8 novembre 2021

Il caso Webern

Chi è cresciuto in provincia ha ascoltato da nonni e genitori i racconti degli sviluppi collaterali della guerra, in una periferia remota in cui tentacoli della politica e la giustizia arrivavano a singhiozzo e spesso i disordini civili davano la stura a regolamenti di conti privati o crimini abietti di ogni sorta. Accadimenti che sono rimasti spesso irrisolti, impuniti o nascosti da una coltre di omertà collettiva. Anton Webern morì il 15 settembre del 1945 in un posto del genere, Mittersill, un paesello del Tirolo austriaco, con tutta probabilità per un errore del suo giustiziere, un soldato americano. È ragionevolmente certo che costui fosse coinvolto in un’imboscata al genero del compositore, Brenno Mattel, un personaggio ambiguo dai trascorsi nel partito nazista che sul finire del conflitto si era dato al traffico di dollari per arrotondare illegalmente. Ne esitò un malinteso, forse uno scambio di persona, che fu fatale a Webern, freddato da tre colpi di pistola.

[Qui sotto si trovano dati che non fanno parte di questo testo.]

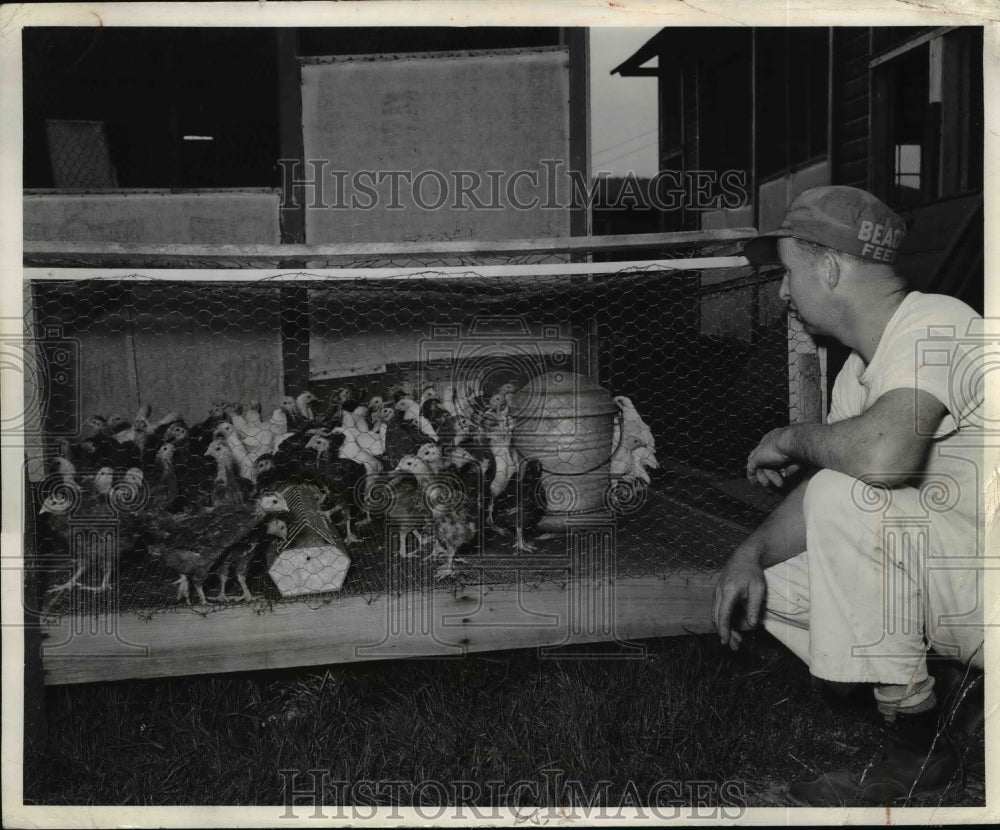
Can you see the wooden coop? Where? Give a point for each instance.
(133, 324)
(179, 297)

Dario Olivieri nel suo “Il caso Webern. Ricostruzione di un delitto” (Edizioni Curci) ripercorre la vicenda, partendo dalle ultime ore per andare poi a ritroso, sulla scorta di un lavoro di ricerca iniziato negli anni ‘90 per la realizzazione di un documentario.

Probabilmente un vero e proprio caso Webern non esiste. Almeno, non per come lo si può intendere, insomma non intorno alla morte, la cui dinamica è grossomodo accertata. C’è invece un contesto sociale e culturale, si potrebbe dire anche storico, che vale la pena di ricostruire per farsi un’idea più chiara della biografia del compositore e del clima che si respirava in Europa in quegli anni. Il libro è un pretesto per allargare la visione su di un’epoca e una storia non prive di angoli reconditi e dissipare un briciolo dell’oscurità che aleggia ancora sugli eventi più tragici del secolo scorso.